Community is the unifying theme of all these tiny home villages. It’s why so many are centered on a communal building, and it’s why organizations like Panza and Veterans Community Project fight so passionately for them. According to the people who’ve built and managed these villages, the sense of community helps so many of their residents — many of whom suffer from PTSD or are survivors of domestic violence — heal.
“When you give people a safe place to call home, good things just start to happen,” says McGrady. “It’s hard for people to imagine, but when someone comes off the street, their sense of safety is just not there. Even just to be in a room where they can lock a door, and feel protected. You start with that and then…. the human interaction, that is talking with neighbors, and neighbors looking out for you. One of the things we’ve seen the last two years in Quixote is a lot of folks as they get spiritually healed and are doing better, going back to college, getting jobs, or just being safe in their homes, get reconnected to lost family. We see a lot of children and grandchildren at the village on the weekends.”
McGrady hopes to see similar results in Panza’s next two projects, both of which are designed for homeless veterans. But he has bigger ambitions for the future. In addition to building more communities, he hopes to “light a fire under private development,” in order to get villages built for low-income residents who are not yet homeless but vulnerable. Tiny homes, he believes, are not just a solution to homelessness but a means to prevent it.
Meyer is excited to bring the Veterans Community Project to new cities in 2018. The group is currently working on a village in Nashville, and has identified three other cities for potential projects this year. (Although he couldn’t disclose two of them, Meyer says one target is the greater St. Louis area.) “We actually catalog it, how many requests we receive from an organization to us,” he says. “We’ve received well over 600 requests just within the last year. So we’re actively trying to grow and we hope that we’ll continue to start springing up in cities all across the United States.”
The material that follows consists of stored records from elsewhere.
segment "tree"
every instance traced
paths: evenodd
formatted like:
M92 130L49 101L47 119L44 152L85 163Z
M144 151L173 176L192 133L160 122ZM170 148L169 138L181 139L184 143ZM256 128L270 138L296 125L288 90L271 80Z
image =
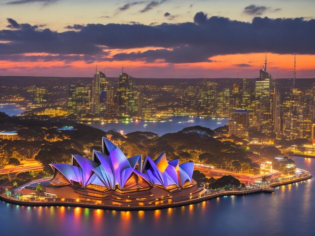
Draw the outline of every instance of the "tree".
M9 159L8 163L9 165L13 165L14 166L18 166L20 165L20 161L17 158L12 157Z
M3 140L0 142L0 169L3 169L9 163L12 155L12 150L9 140Z
M40 193L43 191L43 188L42 186L39 184L39 183L37 184L36 186L36 191L37 192L37 194L39 194Z
M231 175L224 175L217 179L215 181L209 184L209 188L212 189L224 188L227 186L239 187L241 182Z

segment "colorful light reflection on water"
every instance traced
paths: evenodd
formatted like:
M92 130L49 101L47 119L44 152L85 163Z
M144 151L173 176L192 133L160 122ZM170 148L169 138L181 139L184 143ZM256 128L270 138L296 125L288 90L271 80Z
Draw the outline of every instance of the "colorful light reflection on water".
M315 174L315 159L294 160ZM314 183L312 179L277 187L271 194L228 196L146 211L22 207L0 202L1 235L315 235Z

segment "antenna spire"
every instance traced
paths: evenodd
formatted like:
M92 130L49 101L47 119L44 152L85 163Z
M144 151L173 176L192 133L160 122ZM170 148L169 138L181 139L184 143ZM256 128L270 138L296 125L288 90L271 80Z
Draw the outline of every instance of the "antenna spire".
M296 68L295 66L295 55L296 53L294 53L294 72L293 72L293 74L294 77L293 78L293 88L295 87L295 79L296 78Z

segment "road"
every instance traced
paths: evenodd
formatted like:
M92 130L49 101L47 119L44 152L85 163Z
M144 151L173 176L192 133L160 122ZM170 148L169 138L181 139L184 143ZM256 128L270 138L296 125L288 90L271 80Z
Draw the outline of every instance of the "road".
M27 171L40 171L43 170L43 166L34 159L28 159L21 162L21 165L0 169L0 175L8 175L14 177L17 174Z
M195 170L199 170L200 172L205 174L207 178L213 177L215 179L221 178L223 175L232 175L237 179L239 179L241 183L248 184L253 183L257 180L260 180L263 176L270 176L271 174L261 174L257 175L253 175L251 174L235 173L226 170L211 168L207 165L200 165L196 164L194 167ZM279 177L280 175L280 172L276 170L273 170L273 178L276 176Z

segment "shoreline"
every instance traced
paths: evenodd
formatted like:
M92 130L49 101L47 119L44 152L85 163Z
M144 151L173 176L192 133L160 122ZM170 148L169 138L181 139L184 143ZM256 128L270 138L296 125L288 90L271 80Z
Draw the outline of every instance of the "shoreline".
M224 196L232 196L232 195L245 195L247 194L251 194L262 192L273 192L274 188L282 185L286 185L288 184L293 184L294 183L307 180L311 178L312 176L309 174L308 176L304 176L301 178L285 181L279 183L275 183L270 184L271 188L258 188L254 189L248 189L244 191L240 190L231 190L225 191L221 192L218 192L213 194L209 194L206 196L198 197L193 199L187 200L179 202L167 204L165 205L155 205L152 206L128 206L121 207L114 205L104 205L97 204L90 204L86 203L77 203L74 202L30 202L24 201L19 200L16 200L10 198L2 195L0 195L0 200L6 202L8 202L15 205L28 206L69 206L69 207L79 207L83 208L88 208L93 209L102 209L104 210L117 210L120 211L139 211L139 210L154 210L168 208L174 208L180 206L183 206L192 204L198 203L205 201L207 201L216 197L220 197Z

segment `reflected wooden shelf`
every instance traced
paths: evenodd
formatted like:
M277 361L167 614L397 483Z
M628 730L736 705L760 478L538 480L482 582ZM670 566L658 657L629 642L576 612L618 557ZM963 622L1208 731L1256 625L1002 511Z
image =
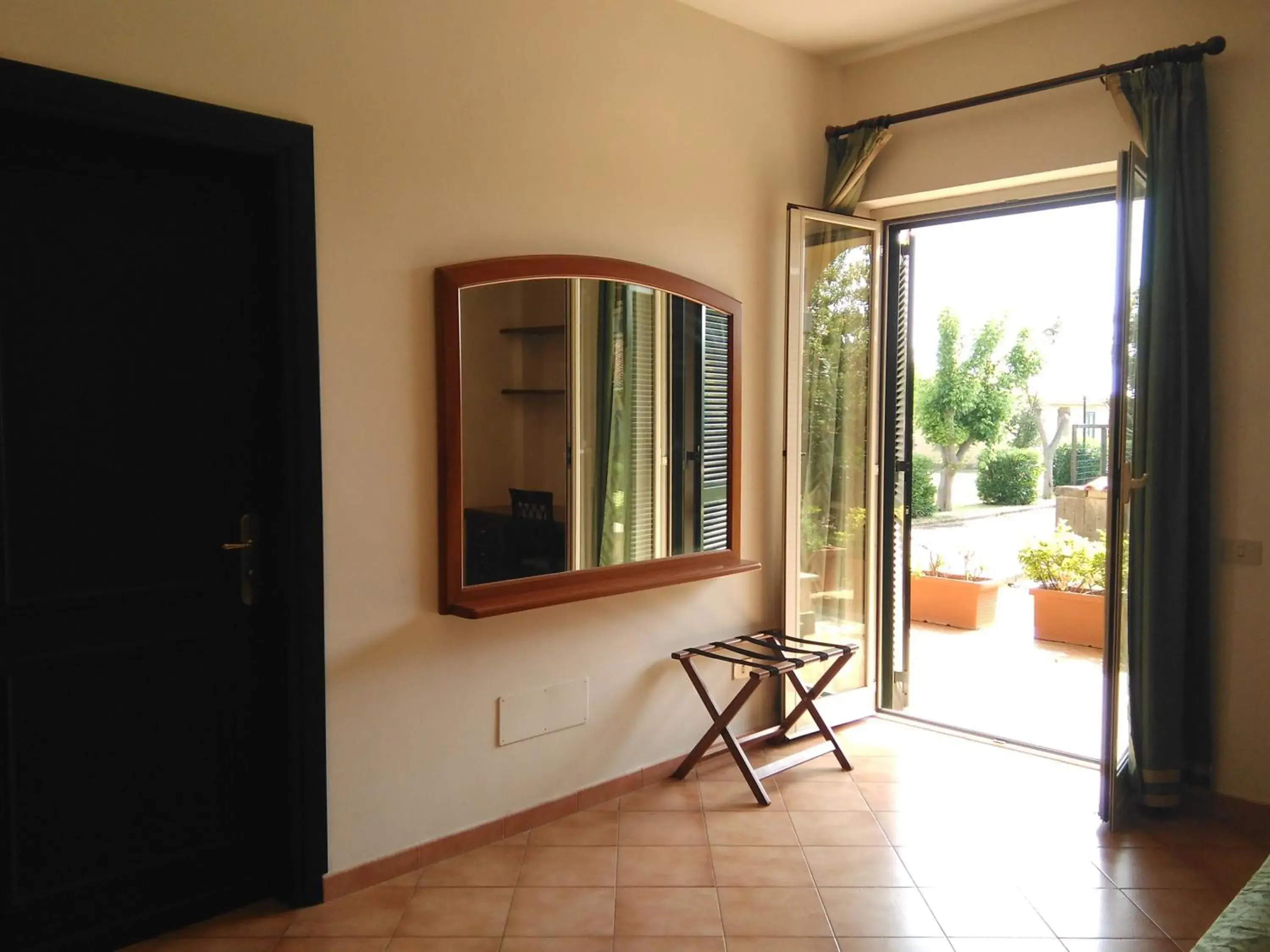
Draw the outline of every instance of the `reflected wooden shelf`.
M499 334L528 334L531 336L541 338L547 334L564 334L565 326L563 324L538 324L531 327L499 327Z
M679 585L685 581L719 579L725 575L752 572L762 569L759 562L737 559L728 552L697 552L695 555L650 559L645 562L610 565L603 569L535 575L508 581L490 581L485 585L460 588L446 611L460 618L489 618L527 608L544 608L588 598L620 595L626 592ZM526 585L526 583L531 583Z

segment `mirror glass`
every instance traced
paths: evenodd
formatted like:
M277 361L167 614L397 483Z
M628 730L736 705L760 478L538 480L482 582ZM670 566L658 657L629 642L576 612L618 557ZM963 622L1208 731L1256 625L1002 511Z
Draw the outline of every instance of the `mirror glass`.
M730 315L532 278L458 317L465 586L728 548Z

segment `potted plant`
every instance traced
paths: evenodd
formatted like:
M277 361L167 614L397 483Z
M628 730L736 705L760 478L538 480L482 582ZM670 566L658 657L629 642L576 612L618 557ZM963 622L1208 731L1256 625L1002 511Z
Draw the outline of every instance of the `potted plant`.
M1039 641L1102 647L1106 616L1106 533L1091 542L1059 519L1054 534L1019 551L1031 589L1033 628Z
M1001 580L983 576L983 566L974 562L974 552L960 555L959 574L945 569L944 556L927 550L927 567L913 572L908 590L912 621L973 630L997 619Z

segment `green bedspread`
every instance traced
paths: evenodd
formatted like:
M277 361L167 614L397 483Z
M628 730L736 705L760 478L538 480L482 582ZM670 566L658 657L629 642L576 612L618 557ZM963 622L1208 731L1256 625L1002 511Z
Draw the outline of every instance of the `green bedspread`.
M1270 859L1217 916L1195 952L1270 952Z

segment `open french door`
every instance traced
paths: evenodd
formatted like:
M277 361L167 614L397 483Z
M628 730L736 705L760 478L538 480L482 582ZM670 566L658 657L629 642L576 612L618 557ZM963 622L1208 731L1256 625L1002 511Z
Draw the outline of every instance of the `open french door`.
M1102 792L1099 815L1113 829L1128 802L1128 765L1133 757L1129 735L1129 618L1134 612L1130 578L1140 571L1134 559L1133 527L1139 523L1142 447L1134 432L1143 424L1138 401L1138 288L1142 277L1143 231L1147 215L1147 157L1137 146L1120 154L1116 202L1119 250L1116 315L1111 373L1111 444L1107 486L1106 638L1102 650Z
M880 227L789 209L784 630L860 645L818 703L831 725L876 710ZM804 716L794 732L813 727Z

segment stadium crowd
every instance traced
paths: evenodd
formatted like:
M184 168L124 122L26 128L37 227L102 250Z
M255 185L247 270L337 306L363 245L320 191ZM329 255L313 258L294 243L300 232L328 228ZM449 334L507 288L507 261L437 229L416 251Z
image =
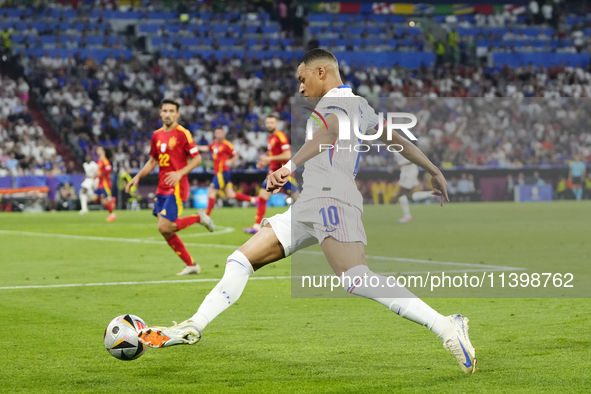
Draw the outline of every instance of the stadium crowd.
M0 176L65 171L55 146L28 109L29 84L0 75Z
M148 159L146 146L150 133L159 127L157 103L162 98L181 100L183 123L202 144L211 142L216 127L224 128L242 156L239 168L249 168L266 144L265 135L259 133L265 115L278 113L289 119L290 92L297 91L293 78L297 60L277 57L214 60L156 55L142 63L134 57L126 60L110 56L98 64L80 57L29 59L21 55L21 64L56 130L75 142L80 153L88 153L97 144L112 147L116 162L132 169L140 168ZM517 69L458 66L411 70L341 62L341 73L345 83L372 103L391 102L404 107L408 106L404 97L423 97L425 101L418 105L427 107L422 108L421 116L429 122L420 123L416 129L418 142L442 166L564 164L576 153L573 149L577 144L585 147L591 143L586 129L572 130L570 135L549 128L526 132L523 124L511 124L513 120L509 119L494 130L483 130L466 123L465 116L457 111L447 119L451 108L447 112L439 109L439 118L431 116L433 110L429 108L436 102L448 107L449 103L461 106L466 102L437 100L450 97L508 97L488 106L498 110L530 98L539 98L541 107L562 97L573 97L568 102L575 103L575 98L591 96L591 66L583 69L559 64L545 68L530 64ZM440 118L444 115L445 119ZM502 113L488 116L492 115L503 117ZM289 123L284 126L289 133ZM582 153L586 157L591 154ZM391 164L387 152L364 155L361 161L366 167Z

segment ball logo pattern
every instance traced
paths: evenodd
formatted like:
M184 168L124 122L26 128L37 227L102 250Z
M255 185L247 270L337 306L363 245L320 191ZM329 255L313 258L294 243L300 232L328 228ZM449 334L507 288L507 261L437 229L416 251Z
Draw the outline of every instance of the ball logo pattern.
M146 327L146 323L135 315L117 316L105 329L105 348L119 360L139 358L146 347L138 340L138 331Z

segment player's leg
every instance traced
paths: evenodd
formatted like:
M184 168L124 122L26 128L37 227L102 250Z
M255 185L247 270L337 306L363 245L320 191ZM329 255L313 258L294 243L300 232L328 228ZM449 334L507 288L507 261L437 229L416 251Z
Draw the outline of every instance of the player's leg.
M224 187L224 175L221 172L214 174L209 188L207 189L207 209L205 210L206 215L211 215L211 211L215 206L217 200L218 191Z
M151 347L193 344L203 329L232 306L242 294L250 275L261 267L317 243L300 226L291 226L291 209L262 222L261 231L226 259L224 276L205 298L197 313L171 327L148 327L140 340Z
M112 222L117 219L115 213L113 213L113 200L111 198L111 189L108 186L104 186L104 188L98 189L96 194L99 196L101 204L105 207L107 211L109 211L109 216L107 217L107 222Z
M398 199L398 202L400 203L400 208L402 209L402 218L398 219L398 223L410 222L412 220L412 216L410 215L410 207L408 201L412 198L412 190L400 186L396 198Z
M232 182L228 182L224 190L228 198L235 198L238 201L253 202L253 198L251 196L235 191Z
M412 194L413 201L423 201L427 198L431 198L432 194L430 191L414 192Z
M85 187L80 188L80 193L78 194L78 198L80 199L80 215L84 215L88 212L88 189Z
M205 327L240 298L248 278L255 270L284 256L284 248L273 228L270 225L263 227L228 256L222 279L191 318L170 327L148 327L139 333L141 342L150 347L196 343Z
M178 219L179 214L182 213L182 210L182 201L174 194L156 196L154 214L158 216L158 231L175 254L187 265L178 275L199 274L201 267L195 263L191 254L185 248L185 244L176 234L178 225L175 221Z
M207 216L204 210L199 209L197 210L196 214L189 215L183 218L177 218L174 221L174 224L176 225L174 232L176 233L177 231L181 231L187 227L194 225L195 223L201 224L210 233L213 232L213 230L215 229L213 220L211 220L211 218Z
M261 222L265 217L267 211L267 200L271 197L271 193L267 191L267 180L261 185L261 190L256 198L256 214L254 216L254 224L251 227L242 229L247 234L256 234L261 229Z
M393 286L394 281L372 272L365 262L362 242L339 242L328 237L321 247L347 292L377 301L392 312L426 326L443 340L444 347L452 352L464 372L475 371L475 350L468 337L467 318L443 316L407 288Z

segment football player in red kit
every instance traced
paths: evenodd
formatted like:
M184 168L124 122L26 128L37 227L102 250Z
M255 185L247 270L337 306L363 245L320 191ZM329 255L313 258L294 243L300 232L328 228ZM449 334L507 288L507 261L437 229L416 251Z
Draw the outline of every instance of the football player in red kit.
M183 211L183 200L188 197L187 174L201 163L201 156L189 130L177 123L179 104L170 99L162 100L160 117L163 126L152 135L150 160L127 184L125 191L129 193L142 177L160 167L153 212L158 217L158 231L187 265L178 275L198 274L201 272L199 264L195 263L176 232L195 223L200 223L209 231L214 230L213 222L203 211L179 217Z
M269 155L259 157L257 162L257 168L264 168L269 166L269 174L277 171L285 165L291 159L291 146L289 145L289 139L280 130L277 130L278 120L275 115L267 116L265 120L265 127L269 131L269 138L267 139L267 150ZM283 190L295 200L297 199L298 186L295 183L293 177L289 178L289 181L283 187ZM265 216L267 210L267 200L271 197L271 193L267 191L267 180L261 185L259 196L256 198L255 204L257 206L257 212L254 218L254 225L243 229L247 234L256 234L261 228L261 221Z
M205 212L207 215L211 214L220 190L224 190L228 198L253 202L253 197L234 191L232 181L230 180L230 168L238 160L238 154L234 150L234 145L226 139L224 129L215 129L213 136L214 141L211 144L199 146L199 150L202 152L211 152L213 158L213 179L211 180L207 193L209 198L207 211Z
M96 148L96 154L98 155L98 170L95 177L98 178L98 188L94 192L95 198L93 200L97 199L96 196L100 198L101 204L109 211L107 222L112 222L117 219L117 216L113 213L116 200L111 193L111 174L113 173L113 167L109 159L107 159L105 149L102 146Z

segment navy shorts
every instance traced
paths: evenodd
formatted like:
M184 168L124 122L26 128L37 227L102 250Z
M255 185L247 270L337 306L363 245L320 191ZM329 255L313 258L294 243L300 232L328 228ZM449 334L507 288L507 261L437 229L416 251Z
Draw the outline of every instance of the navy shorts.
M267 179L265 178L265 181L263 182L263 184L261 185L261 188L267 190ZM290 176L287 183L285 185L283 185L283 187L281 188L281 190L283 190L286 194L291 195L292 192L295 192L298 190L298 184L296 183L294 177Z
M213 188L216 190L222 190L227 185L231 185L232 182L230 182L230 171L223 171L214 174L213 179L211 180L211 184L213 185Z
M154 198L154 216L162 216L174 222L183 213L183 201L174 194L156 194Z

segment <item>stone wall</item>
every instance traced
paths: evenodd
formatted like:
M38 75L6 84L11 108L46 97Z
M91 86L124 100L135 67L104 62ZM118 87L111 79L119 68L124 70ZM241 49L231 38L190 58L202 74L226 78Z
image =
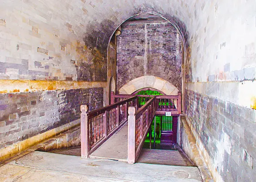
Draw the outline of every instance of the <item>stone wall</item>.
M124 24L118 37L117 86L151 75L181 91L182 39L171 23Z
M186 90L185 114L205 156L225 182L256 180L256 111Z
M80 105L103 106L103 88L0 94L0 149L80 118Z

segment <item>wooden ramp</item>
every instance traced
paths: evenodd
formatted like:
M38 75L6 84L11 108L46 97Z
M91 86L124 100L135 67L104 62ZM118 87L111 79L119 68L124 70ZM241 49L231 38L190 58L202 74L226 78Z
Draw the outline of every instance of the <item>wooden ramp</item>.
M183 166L195 166L179 150L142 149L137 162Z
M98 149L92 153L90 155L90 157L127 161L128 126L128 124L126 123Z

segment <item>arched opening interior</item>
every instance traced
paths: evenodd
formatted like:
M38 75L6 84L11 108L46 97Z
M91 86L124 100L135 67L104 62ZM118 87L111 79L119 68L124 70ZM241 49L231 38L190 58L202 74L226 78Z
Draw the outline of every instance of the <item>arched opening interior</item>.
M116 78L119 94L152 87L165 90L166 94L177 95L182 92L185 45L179 27L163 17L151 13L133 16L123 22L110 39L108 79ZM145 79L143 82L136 80L139 78ZM138 82L131 89L134 80ZM166 81L173 87L162 87Z
M115 79L112 77L110 78L110 81L109 82L109 103L111 102L111 95L115 94Z

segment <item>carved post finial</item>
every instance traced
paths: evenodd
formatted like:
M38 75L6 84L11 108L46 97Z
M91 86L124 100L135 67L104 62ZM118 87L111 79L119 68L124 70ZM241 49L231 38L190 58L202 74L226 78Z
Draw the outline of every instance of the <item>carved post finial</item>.
M80 110L82 113L87 112L88 110L88 106L87 105L81 105Z

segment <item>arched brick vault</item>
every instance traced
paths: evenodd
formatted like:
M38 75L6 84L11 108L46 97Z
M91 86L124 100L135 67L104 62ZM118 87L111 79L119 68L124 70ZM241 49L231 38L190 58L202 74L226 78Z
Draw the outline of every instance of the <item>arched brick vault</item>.
M179 90L166 80L154 76L143 76L129 81L118 91L119 94L131 94L141 88L151 88L166 95L177 95Z

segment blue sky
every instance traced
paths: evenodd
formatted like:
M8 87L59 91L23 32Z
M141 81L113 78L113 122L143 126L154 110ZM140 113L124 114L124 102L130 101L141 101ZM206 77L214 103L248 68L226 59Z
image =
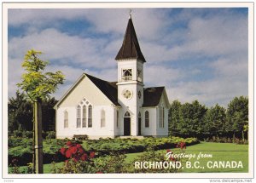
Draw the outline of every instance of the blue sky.
M9 97L30 49L44 52L48 71L66 75L56 99L83 71L116 81L128 14L129 9L9 9ZM145 87L166 86L171 102L207 106L248 95L247 9L133 9L132 20L147 60Z

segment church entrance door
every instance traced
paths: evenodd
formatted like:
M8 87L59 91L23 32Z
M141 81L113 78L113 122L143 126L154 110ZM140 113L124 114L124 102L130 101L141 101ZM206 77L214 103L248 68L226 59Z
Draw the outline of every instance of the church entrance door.
M131 117L124 118L124 135L131 135Z

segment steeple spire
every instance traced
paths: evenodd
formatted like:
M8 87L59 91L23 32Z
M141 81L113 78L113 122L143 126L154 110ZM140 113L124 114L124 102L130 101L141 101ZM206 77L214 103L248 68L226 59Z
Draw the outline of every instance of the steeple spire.
M130 9L129 19L131 19L131 9Z
M115 57L116 60L128 59L138 59L143 62L146 62L136 36L131 20L131 9L130 9L128 25L122 47L120 48L118 54Z

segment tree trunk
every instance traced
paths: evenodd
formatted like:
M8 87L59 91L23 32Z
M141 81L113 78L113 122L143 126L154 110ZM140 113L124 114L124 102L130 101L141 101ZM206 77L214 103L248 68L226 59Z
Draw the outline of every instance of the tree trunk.
M43 139L41 101L34 102L35 112L35 166L36 174L43 174Z
M35 151L35 118L36 118L36 112L35 112L35 105L33 106L33 141L32 141L32 149L33 149L33 157L32 157L32 173L36 173L36 151Z

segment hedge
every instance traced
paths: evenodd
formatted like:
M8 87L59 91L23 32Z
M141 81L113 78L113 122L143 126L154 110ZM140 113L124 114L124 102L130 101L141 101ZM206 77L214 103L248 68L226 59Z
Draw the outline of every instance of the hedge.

Morales-Ferrand, meanwhile, hopes the San Jose project will prove the pilot program is worth replicating across San Jose. But she also hopes it will shatter some long-held stereotypes. “Our builder is going to be Habitat for Humanity,” she says. “And I would really love to envision homeless people constructing with their soon to be neighbors. That on these sites, we begin to confront our own stereotypes. It seems like we’re so polarized right now, even on this issue. People have a human connection and if they can actually meet someone who’s homeless and can talk to them about their experience, we can overcome some of the fear.”